OSFI recommends banks estimate ECL in respect of all lending exposures. OSFI further expects that application of the assessment and measurement mechanisms outlined in IFRS 9's ECL framework will be grounded in a robust and disciplined approach.
A proportional approach is permitted, provided it is commensurate with the size, complexity and economic significance of the FRE and its activities. To this end, the Draft Guideline sets out eleven principles to consider when accounting for ECLs.
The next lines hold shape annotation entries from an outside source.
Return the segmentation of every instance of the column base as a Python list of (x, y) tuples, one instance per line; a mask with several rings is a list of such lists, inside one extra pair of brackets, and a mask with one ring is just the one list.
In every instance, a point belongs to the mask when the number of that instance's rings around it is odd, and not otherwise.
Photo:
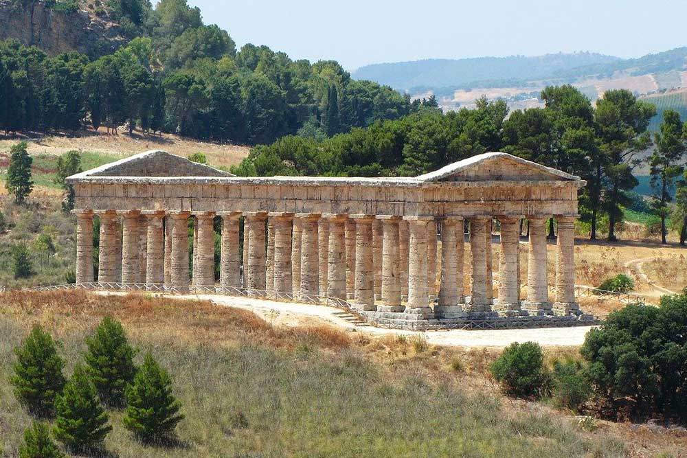
[(530, 301), (525, 301), (522, 303), (522, 308), (523, 310), (529, 312), (530, 315), (535, 317), (543, 317), (554, 314), (552, 306), (550, 302), (530, 302)]
[(377, 312), (399, 312), (405, 310), (403, 306), (377, 306)]
[(583, 314), (577, 302), (554, 302), (553, 310), (557, 315)]
[(466, 318), (462, 306), (434, 306), (434, 316), (439, 318)]

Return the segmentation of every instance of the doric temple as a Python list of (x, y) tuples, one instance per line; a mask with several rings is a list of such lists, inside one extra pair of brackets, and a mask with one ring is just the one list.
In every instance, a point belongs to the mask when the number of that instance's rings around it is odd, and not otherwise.
[[(148, 151), (67, 182), (76, 196), (79, 284), (301, 301), (326, 297), (379, 323), (581, 313), (574, 222), (585, 181), (506, 153), (416, 177), (344, 178), (238, 177)], [(552, 217), (558, 236), (550, 292), (545, 229)], [(529, 223), (526, 279), (519, 266), (523, 218)], [(497, 222), (500, 255), (493, 265)]]

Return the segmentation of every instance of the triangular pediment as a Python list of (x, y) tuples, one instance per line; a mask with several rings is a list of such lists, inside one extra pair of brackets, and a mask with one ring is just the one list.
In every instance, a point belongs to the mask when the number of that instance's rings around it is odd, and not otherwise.
[(146, 151), (70, 178), (86, 176), (233, 176), (224, 172), (166, 151)]
[(440, 181), (578, 181), (580, 178), (505, 152), (485, 152), (454, 162), (417, 179)]

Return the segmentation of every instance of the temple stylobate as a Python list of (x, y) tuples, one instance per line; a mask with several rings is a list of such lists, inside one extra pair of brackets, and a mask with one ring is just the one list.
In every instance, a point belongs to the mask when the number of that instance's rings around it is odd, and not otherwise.
[[(149, 151), (67, 182), (76, 196), (80, 284), (301, 301), (326, 297), (377, 323), (580, 314), (574, 222), (585, 181), (506, 153), (416, 177), (330, 178), (238, 177)], [(552, 217), (558, 236), (550, 290), (545, 222)], [(526, 278), (519, 266), (523, 218)]]

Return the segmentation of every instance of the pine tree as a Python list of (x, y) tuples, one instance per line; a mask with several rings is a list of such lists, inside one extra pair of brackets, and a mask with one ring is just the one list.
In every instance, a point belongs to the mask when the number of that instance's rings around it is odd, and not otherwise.
[(86, 370), (101, 400), (109, 406), (123, 405), (124, 389), (136, 374), (136, 351), (126, 341), (122, 323), (105, 317), (93, 335), (86, 338)]
[(71, 451), (81, 453), (102, 450), (112, 430), (107, 413), (98, 399), (95, 387), (81, 365), (55, 402), (57, 419), (53, 434)]
[(24, 431), (24, 444), (19, 447), (19, 458), (63, 458), (50, 437), (47, 424), (34, 422)]
[(52, 416), (55, 398), (65, 386), (65, 362), (57, 354), (52, 338), (41, 326), (35, 326), (14, 353), (17, 360), (10, 379), (14, 396), (32, 414)]
[(7, 168), (5, 187), (14, 201), (21, 203), (31, 194), (34, 182), (31, 179), (31, 164), (33, 159), (26, 152), (26, 142), (21, 141), (10, 150), (10, 165)]
[(183, 418), (181, 403), (172, 394), (169, 374), (150, 354), (126, 389), (124, 427), (146, 442), (159, 442), (168, 437)]

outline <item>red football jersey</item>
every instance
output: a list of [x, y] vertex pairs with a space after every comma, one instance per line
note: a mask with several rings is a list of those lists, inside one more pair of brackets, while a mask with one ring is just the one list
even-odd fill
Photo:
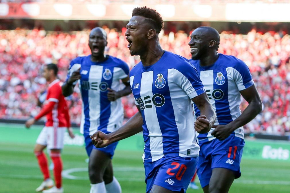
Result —
[[58, 79], [55, 80], [49, 84], [44, 106], [41, 112], [35, 117], [37, 120], [46, 115], [46, 126], [70, 126], [66, 102], [61, 91], [62, 84], [62, 82]]

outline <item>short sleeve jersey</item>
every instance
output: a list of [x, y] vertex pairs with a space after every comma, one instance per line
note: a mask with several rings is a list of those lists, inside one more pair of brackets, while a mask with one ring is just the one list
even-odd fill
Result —
[[108, 133], [117, 129], [123, 122], [124, 109], [120, 98], [108, 100], [107, 89], [118, 91], [121, 79], [128, 77], [129, 67], [122, 60], [107, 55], [102, 62], [91, 61], [90, 55], [72, 61], [67, 80], [80, 68], [79, 85], [82, 100], [80, 132], [92, 135], [97, 130]]
[[67, 127], [65, 116], [65, 108], [67, 108], [66, 102], [61, 91], [63, 83], [58, 79], [56, 80], [48, 85], [47, 89], [46, 101], [55, 102], [56, 104], [51, 111], [46, 114], [46, 126], [57, 128]]
[[148, 67], [142, 62], [130, 73], [130, 84], [143, 118], [144, 162], [165, 155], [198, 155], [191, 99], [205, 92], [187, 59], [165, 51]]
[[[241, 94], [240, 91], [254, 84], [249, 68], [242, 61], [232, 56], [219, 54], [217, 61], [210, 66], [203, 67], [199, 60], [189, 60], [196, 68], [211, 103], [216, 113], [215, 125], [226, 124], [241, 114], [240, 109]], [[195, 116], [200, 111], [194, 105]], [[212, 128], [207, 133], [200, 134], [199, 140], [215, 138], [211, 135]], [[233, 132], [233, 135], [244, 138], [242, 127]]]

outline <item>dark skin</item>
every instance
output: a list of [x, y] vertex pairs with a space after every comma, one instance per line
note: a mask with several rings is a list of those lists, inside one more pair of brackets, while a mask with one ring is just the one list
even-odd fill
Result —
[[[201, 66], [211, 66], [218, 58], [217, 51], [220, 39], [218, 35], [211, 29], [202, 27], [197, 28], [192, 32], [188, 44], [191, 50], [192, 58], [200, 60]], [[240, 91], [240, 93], [249, 105], [234, 121], [226, 125], [213, 127], [215, 128], [211, 135], [219, 140], [224, 140], [233, 131], [251, 121], [262, 110], [262, 102], [254, 85]], [[228, 192], [235, 178], [235, 173], [232, 170], [224, 168], [214, 168], [209, 184], [203, 188], [204, 192]]]
[[[158, 34], [154, 27], [147, 22], [144, 17], [133, 16], [127, 25], [125, 33], [129, 43], [131, 55], [139, 55], [144, 66], [149, 66], [157, 62], [164, 52], [160, 46]], [[215, 114], [209, 100], [205, 93], [192, 99], [196, 103], [201, 111], [195, 124], [194, 127], [198, 132], [204, 133], [208, 132], [215, 120]], [[92, 141], [97, 148], [105, 147], [113, 143], [132, 136], [143, 130], [143, 120], [139, 108], [139, 112], [124, 125], [117, 130], [106, 134], [98, 131], [90, 136]], [[207, 118], [207, 117], [208, 117]], [[154, 185], [151, 193], [173, 193], [174, 192], [161, 186]]]
[[[91, 61], [100, 63], [107, 60], [108, 57], [104, 55], [104, 52], [107, 43], [107, 34], [103, 30], [96, 27], [92, 30], [88, 41], [88, 46], [92, 52]], [[74, 86], [73, 83], [81, 77], [80, 70], [80, 68], [74, 72], [62, 87], [63, 93], [65, 96], [70, 95], [73, 92]], [[122, 80], [126, 86], [123, 90], [116, 91], [110, 88], [108, 88], [107, 96], [109, 100], [115, 101], [131, 93], [128, 76]], [[107, 184], [113, 181], [113, 168], [110, 156], [103, 152], [93, 149], [89, 160], [89, 176], [91, 183], [96, 184], [104, 181], [105, 184]]]

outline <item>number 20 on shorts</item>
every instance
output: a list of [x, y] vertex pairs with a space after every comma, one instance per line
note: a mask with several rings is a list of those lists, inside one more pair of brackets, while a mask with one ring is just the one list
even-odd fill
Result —
[[[171, 165], [175, 166], [173, 168], [168, 168], [166, 171], [166, 173], [171, 176], [175, 176], [175, 177], [176, 178], [176, 179], [178, 180], [181, 180], [181, 178], [182, 178], [182, 176], [184, 174], [184, 173], [185, 172], [185, 171], [187, 168], [186, 166], [184, 164], [182, 164], [180, 166], [180, 164], [177, 162], [173, 162], [171, 163]], [[179, 166], [180, 166], [180, 168]], [[175, 173], [171, 172], [171, 170], [175, 170], [179, 168], [179, 170], [177, 172], [177, 173], [176, 174], [176, 175], [175, 175]]]

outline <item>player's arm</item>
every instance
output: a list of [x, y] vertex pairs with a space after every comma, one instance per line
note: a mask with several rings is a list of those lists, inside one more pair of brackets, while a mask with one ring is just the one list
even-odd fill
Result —
[[122, 90], [119, 91], [116, 91], [113, 89], [108, 88], [108, 100], [111, 101], [114, 101], [119, 98], [125, 96], [126, 96], [132, 92], [130, 87], [130, 82], [129, 82], [129, 76], [125, 78], [122, 79], [122, 82], [126, 86]]
[[240, 116], [229, 124], [214, 126], [215, 129], [211, 135], [220, 140], [224, 139], [235, 130], [251, 121], [262, 110], [262, 102], [255, 84], [240, 93], [249, 105]]
[[73, 83], [81, 79], [81, 74], [79, 73], [80, 69], [80, 68], [73, 72], [71, 76], [68, 78], [66, 81], [61, 86], [62, 94], [65, 97], [69, 96], [73, 92], [73, 88], [75, 86]]
[[51, 111], [56, 103], [56, 102], [55, 101], [50, 101], [49, 102], [44, 106], [38, 115], [34, 118], [29, 119], [25, 122], [25, 126], [26, 128], [30, 128], [31, 125], [35, 123], [35, 122]]
[[206, 93], [198, 95], [191, 100], [200, 111], [196, 118], [194, 128], [200, 133], [205, 133], [210, 130], [215, 121], [216, 115]]
[[104, 147], [142, 131], [143, 118], [139, 108], [138, 105], [137, 106], [138, 111], [119, 129], [108, 134], [98, 131], [91, 135], [95, 146], [97, 148]]

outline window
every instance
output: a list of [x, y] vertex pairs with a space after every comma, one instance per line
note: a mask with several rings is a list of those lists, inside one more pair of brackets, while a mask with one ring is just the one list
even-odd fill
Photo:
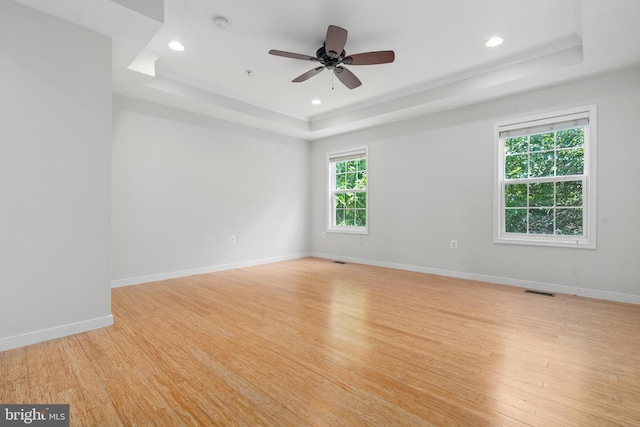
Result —
[[367, 233], [367, 148], [331, 152], [329, 231]]
[[495, 242], [595, 248], [595, 113], [496, 124]]

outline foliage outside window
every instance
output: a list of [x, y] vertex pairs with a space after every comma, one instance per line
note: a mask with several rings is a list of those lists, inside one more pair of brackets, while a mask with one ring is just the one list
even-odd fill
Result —
[[500, 243], [595, 247], [595, 107], [496, 125]]
[[367, 232], [367, 149], [329, 153], [329, 231]]

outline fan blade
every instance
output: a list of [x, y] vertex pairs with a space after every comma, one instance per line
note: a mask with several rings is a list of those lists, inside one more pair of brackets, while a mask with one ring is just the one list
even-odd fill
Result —
[[324, 50], [330, 57], [335, 58], [342, 53], [344, 45], [347, 44], [347, 34], [348, 31], [344, 28], [329, 25], [327, 39], [324, 42]]
[[379, 50], [377, 52], [356, 53], [344, 59], [347, 65], [375, 65], [393, 62], [396, 54], [392, 50]]
[[318, 74], [322, 70], [324, 70], [324, 67], [314, 68], [314, 69], [309, 70], [306, 73], [296, 77], [295, 79], [293, 79], [291, 81], [293, 83], [300, 83], [300, 82], [303, 82], [305, 80], [309, 80], [311, 77], [315, 76], [316, 74]]
[[285, 58], [302, 59], [304, 61], [317, 61], [318, 60], [318, 58], [316, 58], [314, 56], [302, 55], [301, 53], [284, 52], [282, 50], [271, 49], [269, 51], [269, 53], [271, 55], [284, 56]]
[[351, 71], [344, 67], [336, 67], [333, 72], [346, 87], [349, 89], [355, 89], [362, 84], [362, 82]]

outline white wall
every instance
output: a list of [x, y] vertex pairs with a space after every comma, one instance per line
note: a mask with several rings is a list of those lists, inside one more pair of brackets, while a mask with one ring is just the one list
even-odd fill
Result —
[[111, 42], [0, 2], [0, 350], [113, 323]]
[[308, 254], [306, 141], [116, 96], [112, 170], [113, 286]]
[[[494, 244], [493, 124], [597, 104], [597, 249]], [[640, 69], [315, 141], [318, 256], [640, 303]], [[326, 152], [369, 146], [369, 235], [326, 233]], [[449, 248], [457, 239], [459, 249]]]

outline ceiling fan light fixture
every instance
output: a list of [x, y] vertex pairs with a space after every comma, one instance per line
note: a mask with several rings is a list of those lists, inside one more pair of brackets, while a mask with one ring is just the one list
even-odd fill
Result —
[[172, 40], [169, 42], [169, 47], [176, 52], [182, 52], [184, 50], [184, 45], [177, 40]]
[[487, 40], [487, 42], [484, 45], [487, 47], [496, 47], [496, 46], [500, 46], [503, 41], [504, 39], [502, 37], [494, 36], [494, 37], [491, 37], [489, 40]]

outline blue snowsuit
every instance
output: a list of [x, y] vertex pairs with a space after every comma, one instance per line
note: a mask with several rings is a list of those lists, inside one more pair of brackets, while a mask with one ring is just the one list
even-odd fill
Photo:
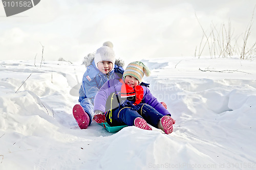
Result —
[[90, 117], [89, 125], [94, 116], [93, 102], [97, 92], [109, 80], [120, 79], [120, 76], [122, 75], [123, 71], [122, 67], [115, 64], [113, 70], [108, 74], [103, 74], [97, 68], [94, 60], [87, 67], [79, 91], [79, 102]]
While FREs are afforded substantial discretion when applying the guiding principles, they must ultimately satisfy OSFI that adequate procedures are in place, and OSFI will periodically review banks to ensure sound credit risk practices have been adopted. OSFI will also consider credit risk practices when assessing a bank's capital adequacy.
Standardized Deposit-Taking Institutions
Section 2.2 discusses the implementation of IFRS 9's ECL framework as it relates to Standardized DTIs. Note that application of this section is limited to Standardized DTIs that are engaged in the business of lending. A Standardized DTI that determines it is not in the business of lending must notify OSFI and state the basis for this conclusion.
The regulatory burden applicable to Standardized DTIs is substantially reduced relative to IRB-DTIs. The overwhelming majority of guidance provided in the preceding section does not apply to Standardized DTIs.
Structural similarities remain, however. All deposit taking institutions (DTIs) are encouraged to exercise discretion and adopt prudent measures commensurate with their impairment obligations under the Draft Guideline.
Furthermore, DTIs must pre-notify OSFI of any material changes to their ECL methodology or level.
Chapter Three: Disclosures
Chapter Three of the Draft Guideline specifies the disclosure obligations applicable to life insurance enterprises, property & casualty (P&C) insurance enterprises and derivatives transactions applicable to all FREs.
Annual Disclosures for Life Insurance Enterprises
OSFI expects life insurance enterprises to include the disclosures required by the Draft Guideline and IFRS 9 in their annual OSFI return or by way of a supplementary management report appended thereto.
The annual return should further disclose an aggregate statement of financial position value and the fair value of investments. Life insurance enterprises should also identify significant risks to their business, including, among others, policy liabilities; delineate the responsibilities of senior management in this regard; and discuss risk management strategies.
Annual Disclosures for Property & Casualty Insurance Enterprises
In addition to complying with the life insurance enterprise disclosure obligations discussed above, P&C insurance enterprises must also include information on reinsurance transactions in the notes to their financial statements.
The Draft Guideline maintains OSFI's existing derivatives disclosure regime, save for removing disclosures that are now covered by IFRS and BCBS's Pillar 3.
OSFI has invited industry to comment on the Draft Guideline by May 6, 2016. Comments may be provided directly to OSFI via email to: Renée Chen, Director, Accounting Policy Division (Renee.Chen@osfi-bsif.gc.ca) or through industry associations.
The final guideline will apply to FREs with annual periods beginning on or after January 1, 2018, subject to the early adoption exception applicable to D-SIBs, in which case IFRS 9 should be adopted for the period commencing November 1, 2017.